Ignoring that HMRC would be time-barred from bringing a fresh assessment, the result of the majority decision was the appellant’s exposure to retrospective assessment, which would have led to interest accruing from the date specified within the withdrawal notice: a starting point which HMRC argued would pre-date the assessment itself. Furthermore, if the correct date by which the tax year of the assessment would be determined was the date specified in the notice, HMRC would find itself time-barred in many cases due to the long interval which can elapse before the facts justifying withdrawal of approval comes to its attention. In response to this point, Lord Sumption pointed out that it is inherent in the process of assessment that a taxpayer may be assessed on profits or gains that arose in a chargeable period earlier than that of the assessment; in fact this would occur whenever tax is assessed in arrears. Furthermore, such retrospective assessment is not anomalous in the present case as here it is the recognition of facts which already existed. Lord Neuberger added to this, stating that retroactivity is inherent in any case where a notice is served under s 591B(1) and it is right that the charge to tax and valuation of the assets should occur on the same date.
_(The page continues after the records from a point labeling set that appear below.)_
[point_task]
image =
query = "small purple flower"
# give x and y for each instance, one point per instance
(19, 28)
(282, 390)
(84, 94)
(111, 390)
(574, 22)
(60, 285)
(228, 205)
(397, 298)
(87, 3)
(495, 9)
Lord Hodge, with whom Lord Carnwath agreed, provided a dissenting judgment and specifically addressed the issue of retrospective assessment, citing the general principle stated in W T Ramsey Ltd v Inland Revenue Comrs  UKHL 1 that, despite the fact that legislation to counter tax avoidance as a matter of sound policy may involve provisions with retroactive effect, this does not negate the need for clear and positive words as to the retrospective effect of the legislation. Lord Hodge did not feel the clear and positive words needed to ensure retrospective effect were present in s 591D(7). Moreover, s 591D(7)(b) makes reference to “the approval of the scheme being withdrawn”, in other words, the date on which the withdrawal notice was given. There are clear policy reasons for this; the administrator of a pension scheme may be unaware of the circumstances causing the HMRC to withdraw approval, whereas in the case of the withdrawal methods under s 591A and 591B(2), the administrator would be aware of the circumstances justifying withdrawal of the approval, therefore it would be unfair to impose a liability for interest on unpaid tax in such circumstances.
The Supreme Court‘s majority decision has cleared the uncertainty caused by section 591B(1) and will serve as binding precedent on lower courts. Pension schemes with similar cases pending will be particularly pleased as the Revenue may now find itself time-barred from bringing further claims.
However, it will be interesting to see to what extent Lord Hodge’s dissenting judgment will serve as a persuasive authority in subsequent cases.